I Am Not Okay With This is only just okay

Photo Credit: Zoe Archambault

Photo Credit: Zoe Archambault

Our protagonist’s narration in I Am Not Okay With This begins with the war cry of thousands of young girls coming into their awkward adolescence before her — “dear diary” — and while she proceeds to rattle off sardonic monologues of crushes and pep rallies, the audience is faced with something in sharp contrast to the usual coming-of-age story.

Sydney Novak (Sophia Lillis) runs down the dark street with fear in her eyes and blood splattered all over her. We don’t know how she got there just yet, but we do know that family problems and losing her virginity are the least of her concerns.

I Am Not Okay With This is a fresh take on the traditional coming-of-age story with a supernatural twist. Syd’s teenage hormones are portrayed through the sudden onset of telekinetic powers that shatter and destroy the world around her whenever she becomes overwhelmed by emotion. Her story is rather charming and elevated by Lillis’ performance, but the show itself is subdued.

The show’s real draws are Lillis and Wyatt Oleff as Stanley Barber, Syd’s weirdo neighbour who thinks he’s doing a decent job masking a crush on her that overwhelms them both. Stanley is sweetly eccentric, every move he makes reeking of an uncomfortable attempt at feigning confidence but adorably so. He’s light and airy to Sydney’s firmly grounded stiff straight man.

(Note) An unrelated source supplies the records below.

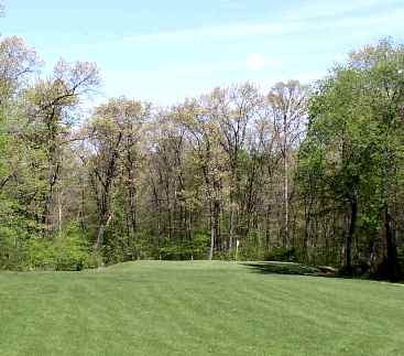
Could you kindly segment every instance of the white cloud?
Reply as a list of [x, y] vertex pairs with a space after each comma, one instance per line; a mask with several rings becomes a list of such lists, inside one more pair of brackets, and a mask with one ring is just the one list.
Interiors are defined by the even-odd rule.
[[[379, 0], [378, 0], [379, 1]], [[249, 23], [249, 24], [228, 24], [220, 26], [182, 29], [175, 31], [163, 31], [155, 33], [144, 33], [128, 35], [123, 37], [124, 42], [184, 42], [196, 40], [216, 40], [229, 37], [250, 37], [258, 35], [285, 35], [304, 31], [321, 31], [332, 28], [363, 28], [372, 25], [397, 26], [402, 24], [404, 9], [389, 10], [370, 17], [343, 15], [347, 11], [359, 10], [375, 4], [376, 0], [351, 0], [350, 6], [343, 1], [345, 6], [319, 7], [314, 9], [312, 6], [303, 6], [296, 9], [293, 15], [284, 15], [283, 21], [269, 23]], [[393, 1], [391, 1], [393, 2]], [[318, 2], [316, 2], [318, 3]], [[320, 3], [324, 3], [323, 1]], [[331, 18], [329, 18], [331, 15]], [[317, 19], [317, 21], [313, 21]]]
[[251, 71], [259, 71], [265, 64], [265, 58], [259, 53], [252, 53], [247, 58], [247, 66]]
[[280, 35], [296, 31], [294, 23], [231, 24], [223, 26], [196, 28], [177, 31], [146, 33], [123, 37], [129, 42], [146, 41], [195, 41], [197, 39], [248, 37], [253, 35]]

The pair, both in character and actor (they’re both former members of the Losers Club, speaking to their chemistry), fit together beautifully. A lot of the series’ most memorable moments happen as a result of their interactions; for instance, the gross-out battle that ensues when they take turns stripping down (in the most innocent of ways) to show off their relentless teenage acne, a moment that quickly turns into a heated make out session. She later sets the scene for her best friend Dina (Sofia Bryant), her little brother overhears and inquires about it later, prompting Sydney to awkwardly fill in some blanks on her feet: no, Stan was only “going down” to Mexico and he’s “really good at it” because he’s great at packing for his travels. It’s teenage awkwardness in its purest form.

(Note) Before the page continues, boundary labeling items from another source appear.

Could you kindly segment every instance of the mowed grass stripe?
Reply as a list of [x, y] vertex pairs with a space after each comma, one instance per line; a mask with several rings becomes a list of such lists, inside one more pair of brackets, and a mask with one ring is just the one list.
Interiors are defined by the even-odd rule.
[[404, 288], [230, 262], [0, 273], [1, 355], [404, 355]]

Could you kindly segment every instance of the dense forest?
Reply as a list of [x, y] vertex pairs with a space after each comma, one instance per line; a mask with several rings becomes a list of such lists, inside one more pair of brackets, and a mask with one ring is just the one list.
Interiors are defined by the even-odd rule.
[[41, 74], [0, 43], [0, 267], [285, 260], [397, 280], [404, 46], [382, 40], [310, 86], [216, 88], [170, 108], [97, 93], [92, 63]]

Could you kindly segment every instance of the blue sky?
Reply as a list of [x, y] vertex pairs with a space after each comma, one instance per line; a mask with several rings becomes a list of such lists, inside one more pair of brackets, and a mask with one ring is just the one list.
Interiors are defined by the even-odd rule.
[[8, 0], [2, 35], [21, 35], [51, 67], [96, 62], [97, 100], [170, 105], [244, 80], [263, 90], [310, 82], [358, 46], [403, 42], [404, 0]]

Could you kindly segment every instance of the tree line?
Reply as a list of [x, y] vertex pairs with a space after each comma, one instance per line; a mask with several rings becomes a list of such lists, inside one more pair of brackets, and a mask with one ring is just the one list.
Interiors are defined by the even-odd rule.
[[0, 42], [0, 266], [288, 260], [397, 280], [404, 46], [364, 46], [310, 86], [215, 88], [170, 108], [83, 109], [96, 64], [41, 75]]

Sydney’s strained relationship with an unloving mother also provides some brilliant — though painful — moments. Already dealing with the loss of her father and often prompted to take care of her brother, the stress of Syd’s home life is collapsing in on her the same as the trees surrounding her do when she receives a burst of anger and magic in the same moment. It’s depressingly true to life, especially when taking into account the fantastic acting, the detectable disdain that drips from every word they say to each other, but it’s all handled with care.

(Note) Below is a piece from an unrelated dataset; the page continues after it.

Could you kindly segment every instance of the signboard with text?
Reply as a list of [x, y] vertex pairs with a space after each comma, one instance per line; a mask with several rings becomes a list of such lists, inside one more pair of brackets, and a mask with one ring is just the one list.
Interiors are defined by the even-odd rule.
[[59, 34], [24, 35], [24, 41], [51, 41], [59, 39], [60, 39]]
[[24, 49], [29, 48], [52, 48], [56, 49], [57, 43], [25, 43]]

However, these moments get lost in the rest of the show, which is slow-moving. A slow burn is seldom a problem but episodes of this show are contained to roughly 20 minutes each and do little with that time. We see a glimpse of Sydney’s powers strengthening every episode, as we spend most of these episodes building on her relationships with those around her. This would be more fruitful if the rest of Syd’s life was as interesting as her supernatural powers.

When we see her take on her high school party or shyly admit to her best friend that she had sex for the first time, the dialogue is too bland and reveals too little about the characters for the scenes to leave any impact or even be read as anything more than a hallmark of a typical coming-of-age story. This is not a typical coming-of-age story, however; this is Sydney’s story, yet not enough of her heart is poured into it. As a result, moments like these feel rather lacklustre, especially when there are clear standout scenes like those with Stan that prove the rest of the show could’ve had more finesse to it.

As the episodes go by, more unintentional destruction befalls Sydney both in her personal life and through the newfound powers she cannot control. The parallel between the two is a beautiful premise, a take on Carrie that speaks to the modern teenager, but falls flat more than it stands strong. The slivers of promise shine bright, though; if it’s to get a second season, this one can operate as a decent foundation to build something much better off of.